J’ai enfin eu l’occasion de voir le film de Philippe Van Leeuw (chef opérateur belge basé à Paris, également réalisateur de Dieu est parti en voyage), sorti en septembre 2017.
Dans un appartement d’une ville en guerre, une famille vit enfermée. Ils ne peuvent sortir que la nuit pour échapper aux snipers terrés dans le quartier. On ne perçoit la guerre que par les bruits de bombardements, de balles sifflantes, de cris et par les quelques vues furtives de la rue dévastée. L’immeuble est vide à part cette famille qui a recueilli les voisins du dessus par solidarité. Ces derniers s’apprêtent à fuir à l’étranger avec leur bébé grâce à un passeur, mais le mari se fait abattre par un sniper le matin même de leur départ. Oum, la mère de famille, décide de cacher le drame à Halima, la jeune maman, car il est impossible d’aller récupérer le corps avant la nuit.
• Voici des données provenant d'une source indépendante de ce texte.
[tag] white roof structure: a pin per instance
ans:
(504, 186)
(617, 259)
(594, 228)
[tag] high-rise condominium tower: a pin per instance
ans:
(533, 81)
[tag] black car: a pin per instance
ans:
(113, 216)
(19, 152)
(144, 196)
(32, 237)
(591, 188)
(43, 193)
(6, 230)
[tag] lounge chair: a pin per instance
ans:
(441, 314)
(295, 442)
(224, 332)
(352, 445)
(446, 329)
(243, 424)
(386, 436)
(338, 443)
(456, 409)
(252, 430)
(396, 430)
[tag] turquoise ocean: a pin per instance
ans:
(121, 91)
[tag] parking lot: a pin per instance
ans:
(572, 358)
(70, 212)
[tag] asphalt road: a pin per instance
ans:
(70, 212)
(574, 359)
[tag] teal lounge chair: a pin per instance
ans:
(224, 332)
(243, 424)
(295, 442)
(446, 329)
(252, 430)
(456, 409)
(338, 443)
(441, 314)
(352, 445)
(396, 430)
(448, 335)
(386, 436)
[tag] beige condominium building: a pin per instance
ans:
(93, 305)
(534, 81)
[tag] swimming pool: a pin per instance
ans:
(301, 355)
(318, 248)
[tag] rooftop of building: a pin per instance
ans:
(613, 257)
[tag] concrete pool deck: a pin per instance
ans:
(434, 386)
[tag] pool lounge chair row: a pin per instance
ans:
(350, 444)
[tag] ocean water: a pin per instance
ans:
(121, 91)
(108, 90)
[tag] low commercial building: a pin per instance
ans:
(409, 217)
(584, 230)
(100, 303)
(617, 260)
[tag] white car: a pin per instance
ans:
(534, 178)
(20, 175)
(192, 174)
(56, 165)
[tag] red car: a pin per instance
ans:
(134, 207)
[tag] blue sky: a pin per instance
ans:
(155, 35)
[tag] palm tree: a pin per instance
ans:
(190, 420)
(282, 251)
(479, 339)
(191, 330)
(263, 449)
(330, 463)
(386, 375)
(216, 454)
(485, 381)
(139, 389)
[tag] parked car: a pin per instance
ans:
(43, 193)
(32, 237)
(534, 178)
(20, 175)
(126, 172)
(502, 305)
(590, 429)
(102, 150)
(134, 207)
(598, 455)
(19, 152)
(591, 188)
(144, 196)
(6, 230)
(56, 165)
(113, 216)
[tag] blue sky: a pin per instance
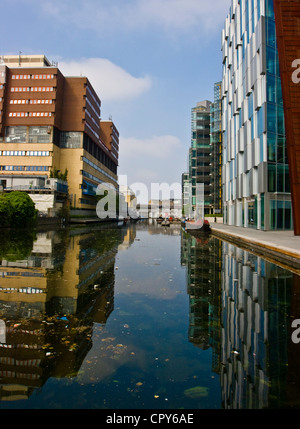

C’est un huis-clos qui se déroule comme une tragédie grecque sur une journée de temps. Mais la caméra de Philippe Van Leeuw est suffisamment mobile dans ce lieu fermé pour ne pas faire penser à du théâtre filmé. Durant cette journée, la violence extérieure va faire irruption, et de terrible manière, dans cet appartement pourtant bien protégé.
Rien que pour le fait de percevoir – à peine, car on est bien installé dans son fauteuil de cinéma, bien à l’abri – la réalité de la guerre, le manque d’eau, les pannes d’électricité, l’incertitude permanente, le bruit, la peur qui vous colle au ventre, le désenchantement, ce film en vaut la peine. Il vaut aussi par la performance des deux actrices principales, Hiam Abbass (Oum) et Diamond Bou Abboud (Halima), l’une en femme de tête, mère-courage obstinée, l’autre en jeune femme dont l’espoir va voler en éclats tout au long de cette journée. Elles sont accompagnées par des personnages secondaires intéressants, le grand-père revenu de tout mais qui sourit encore grâce à son petit-fils, la servante elle-même sans nouvelle de son fils, sans oublier les enfants. J’aurais aimé les accompagner encore plus peut-être pour partager leur quotidien.
Impossible en sortant de la séance de ne pas penser à ces visages de réfugiés, venus de Syrie ou d’ailleurs, ni à ces atroces images récentes de femmes, d’hommes et d’enfants victimes d’attaques au chlore… Le film ne milite absolument pas pour un camp ou l’autre. Il montre la réalité de la guerre. Il montre les choix auxquels sont confrontés ceux qui la vivent au quotidien. Il dit la force et la fragilité des femmes. Et nous laisse avec des questions effrayantes.